As células dos seres vivos são sistemas abertos que trocam constantemente materiais e energia com o meio externo. Estas trocas permitem à célula manter uma intensa actividade interna que garante a produção de energia e a síntese de macromoléculas indispensáveis ao seu crescimento, funcionamento e multiplicação. Das macromoléculas sintetizadas destacam-se as proteínas, atendendo à grande variedade de funções que desempenham quer a nível celular, quer a nível orgânico.

A síntese proteica é um fenómeno complexo através do qual são produzidas proteínas que conferem especificidade a uma dada célula, a um órgão ou a um organismo de determinada espécie. As proteínas produzidas nas células de cada organismo são determinadas pelas infor­mações específicas contidas no material genético de cada espécie.

Os ácidos nucleicos, DNA e RNA, são polímeros constituídos por unidades denominadas nucleótidos. Cada nucleótido é constituído por:

  • uma pentose — desoxirribose no DNA e ribose no RNA;
  • um grupo fosfato;
  • uma base azotada — no DNA, adenina (A), timina (T), citosina (C) e guanina (G), e no RNA, adenina, uracilo (U), citosina e guanina.

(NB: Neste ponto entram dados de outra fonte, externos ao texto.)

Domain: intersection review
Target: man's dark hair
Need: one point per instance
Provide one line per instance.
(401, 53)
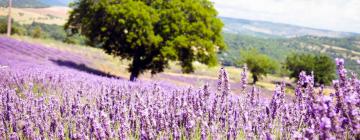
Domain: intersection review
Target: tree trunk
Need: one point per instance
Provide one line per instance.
(134, 75)
(255, 79)
(135, 68)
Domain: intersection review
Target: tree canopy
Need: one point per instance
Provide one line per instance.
(257, 63)
(150, 33)
(322, 66)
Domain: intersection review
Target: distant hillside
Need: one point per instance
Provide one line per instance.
(35, 3)
(275, 30)
(279, 48)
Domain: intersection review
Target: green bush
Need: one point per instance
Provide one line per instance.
(322, 66)
(258, 64)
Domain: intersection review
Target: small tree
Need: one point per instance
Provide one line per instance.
(322, 66)
(150, 33)
(36, 32)
(258, 64)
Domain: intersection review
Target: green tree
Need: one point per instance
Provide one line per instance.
(322, 66)
(151, 33)
(258, 64)
(36, 32)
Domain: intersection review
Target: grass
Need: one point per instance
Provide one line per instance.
(115, 66)
(51, 15)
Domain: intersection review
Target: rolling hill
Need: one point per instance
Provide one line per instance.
(35, 3)
(279, 48)
(266, 29)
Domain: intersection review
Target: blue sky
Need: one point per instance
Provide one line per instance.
(338, 15)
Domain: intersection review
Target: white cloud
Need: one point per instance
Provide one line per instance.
(339, 15)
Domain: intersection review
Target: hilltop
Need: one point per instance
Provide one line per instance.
(35, 3)
(265, 29)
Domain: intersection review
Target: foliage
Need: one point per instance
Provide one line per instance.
(322, 66)
(34, 3)
(40, 100)
(258, 64)
(151, 33)
(15, 28)
(36, 32)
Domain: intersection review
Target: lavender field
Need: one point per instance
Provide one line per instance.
(44, 96)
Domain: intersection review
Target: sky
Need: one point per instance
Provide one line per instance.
(337, 15)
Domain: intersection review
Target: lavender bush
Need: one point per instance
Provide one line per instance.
(44, 101)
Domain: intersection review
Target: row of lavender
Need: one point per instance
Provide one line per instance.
(52, 103)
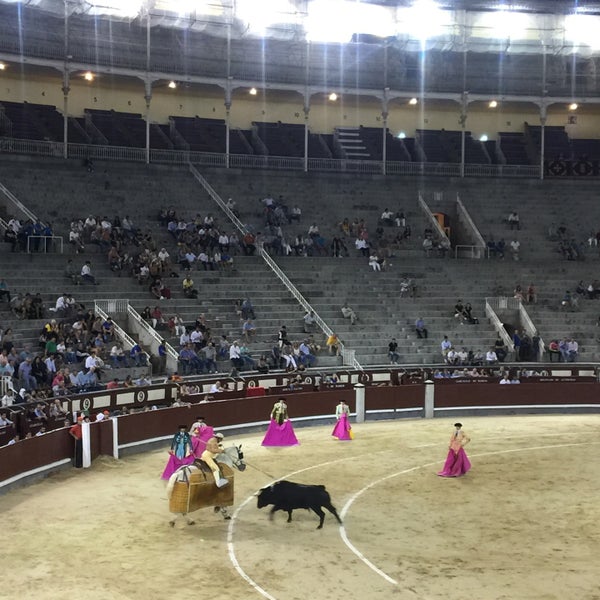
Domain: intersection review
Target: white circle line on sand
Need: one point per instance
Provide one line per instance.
(231, 528)
(353, 549)
(344, 510)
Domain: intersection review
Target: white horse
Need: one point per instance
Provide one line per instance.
(231, 456)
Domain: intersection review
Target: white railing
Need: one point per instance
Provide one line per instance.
(47, 246)
(346, 354)
(468, 251)
(6, 384)
(251, 161)
(531, 330)
(17, 204)
(151, 337)
(113, 306)
(491, 305)
(127, 341)
(434, 222)
(479, 247)
(218, 200)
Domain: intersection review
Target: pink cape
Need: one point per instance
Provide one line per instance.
(174, 463)
(280, 435)
(199, 441)
(342, 428)
(456, 464)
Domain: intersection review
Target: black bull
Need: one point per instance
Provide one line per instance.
(287, 496)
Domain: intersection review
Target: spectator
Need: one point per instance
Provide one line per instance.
(86, 273)
(306, 357)
(446, 345)
(553, 350)
(248, 329)
(4, 291)
(515, 247)
(188, 287)
(393, 352)
(309, 322)
(138, 355)
(491, 358)
(420, 328)
(349, 313)
(513, 220)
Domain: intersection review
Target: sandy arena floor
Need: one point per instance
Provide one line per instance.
(523, 524)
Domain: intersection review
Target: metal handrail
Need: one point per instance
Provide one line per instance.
(135, 315)
(475, 250)
(346, 354)
(45, 237)
(530, 328)
(464, 214)
(490, 313)
(429, 215)
(17, 203)
(120, 333)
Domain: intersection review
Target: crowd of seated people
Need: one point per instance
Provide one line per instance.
(31, 235)
(74, 350)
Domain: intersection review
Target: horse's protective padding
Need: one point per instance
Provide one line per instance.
(201, 492)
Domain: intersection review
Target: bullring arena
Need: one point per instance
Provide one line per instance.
(523, 523)
(209, 205)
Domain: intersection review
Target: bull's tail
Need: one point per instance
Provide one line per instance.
(333, 511)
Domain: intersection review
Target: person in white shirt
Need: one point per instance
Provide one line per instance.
(349, 313)
(61, 306)
(86, 273)
(515, 246)
(235, 355)
(491, 357)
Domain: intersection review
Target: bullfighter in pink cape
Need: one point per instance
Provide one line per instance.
(342, 429)
(457, 462)
(201, 433)
(180, 452)
(280, 431)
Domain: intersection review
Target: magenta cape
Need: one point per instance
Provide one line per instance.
(199, 441)
(174, 463)
(280, 435)
(342, 428)
(456, 464)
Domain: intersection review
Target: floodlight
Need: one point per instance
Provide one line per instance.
(120, 8)
(261, 15)
(338, 20)
(583, 29)
(424, 20)
(505, 24)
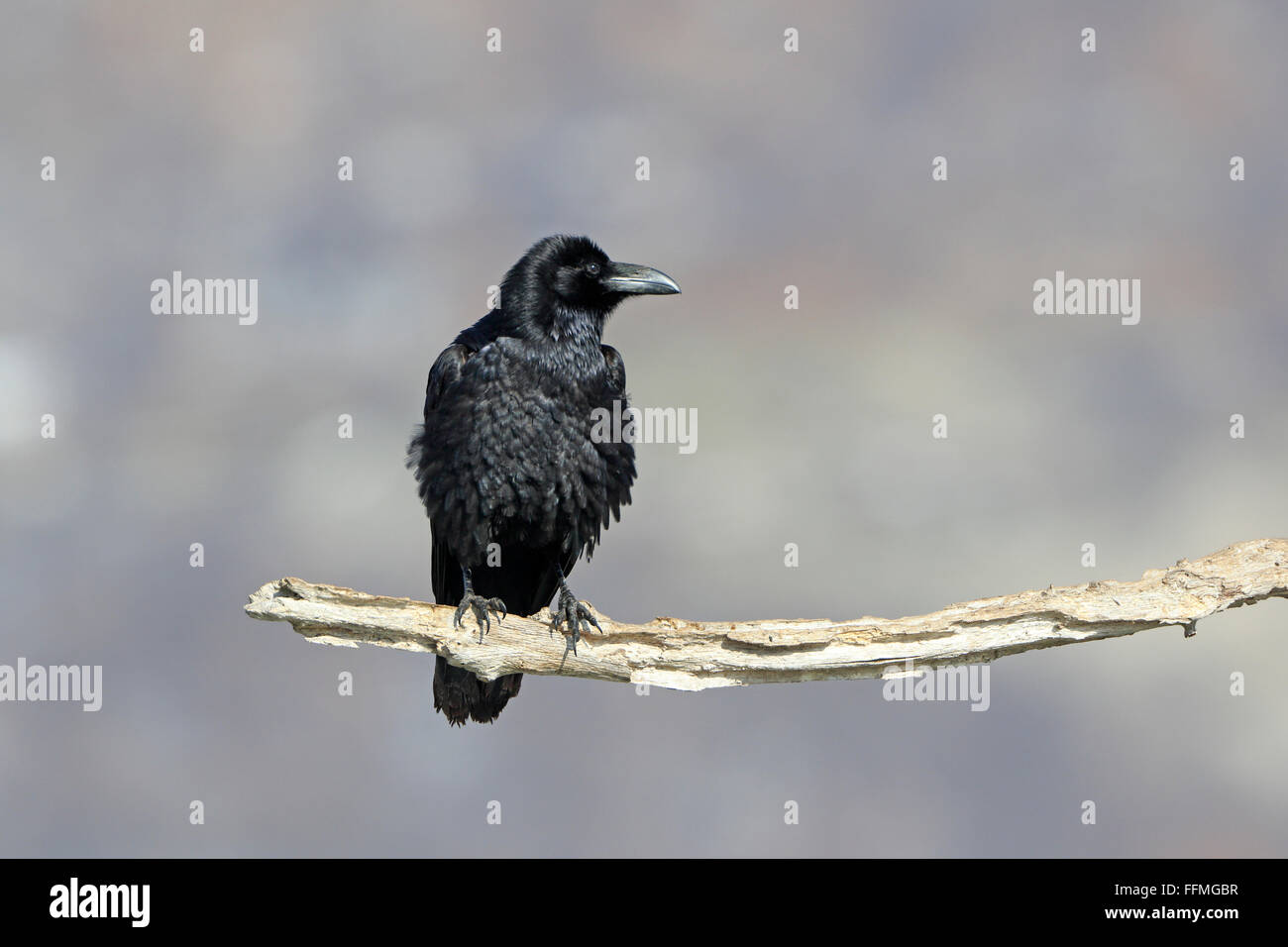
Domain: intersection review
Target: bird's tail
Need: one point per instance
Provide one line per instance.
(462, 696)
(526, 583)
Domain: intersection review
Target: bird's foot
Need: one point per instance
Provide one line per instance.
(481, 607)
(572, 613)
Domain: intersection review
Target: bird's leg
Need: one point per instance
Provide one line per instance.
(571, 612)
(478, 604)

A ligação entre dois nucleótidos faz-se entre a pentose de um nucleótido com o grupo fosfato do seguinte, constituindo-se desta forma cadeias de nucleótidos ou cadeias polinucleotídicas. Estas cadeias iniciam-se sempre por um grupo fosfato, terminando numa pentose.

De acordo com o modelo proposto em 1953 por Watson e Crick, a molécula de DNA é constituída por duas cadeias polinucleotídicas antiparalelas, ou seja, com sentidos de crescimento inversos e dispostas helicoidalmente. Esta dupla hélice mantém-se unida devido à complementaridade das bases azotadas, que estabelecem entre si ligações químicas por pontes de hidrogénio. A adenina do nucleótido de uma cadeia emparelha com a timina de um nucleótido da outra cadeia e a citosina emparelha sempre com a guanina, daqui resultando que o número de nucleótidos de A é, aproximadamente, igual ao de T e o de G ao de C. A partir destes dados pode deduzir-se que (A + C)  = (T + G) ou (A + C) / (T +G) = 1.

A molécula de RNA é constituída por uma cadeia polinucleotídica simples que, por vezes, pode dobrar sobre si própria quando se estabelecem ocasionalmente pontes de hidrogénio entre as bases complementares. Existem vários tipos de RNA que são estrutural e funcionalmente diferentes, dos quais se destacam o mRNA (mensageiro), o tRNA (transferência) e o rRNA (ribossómico).

Nas células eucarióticas, o RNA é geralmente sintetizado no interior do núcleo, migrando depois para o citoplasma, onde desempenha a sua função. O DNA permanece no interior do núcleo, exis-tindo também no interior de determinados organelos, como as mitocôndrias e os cloroplastos.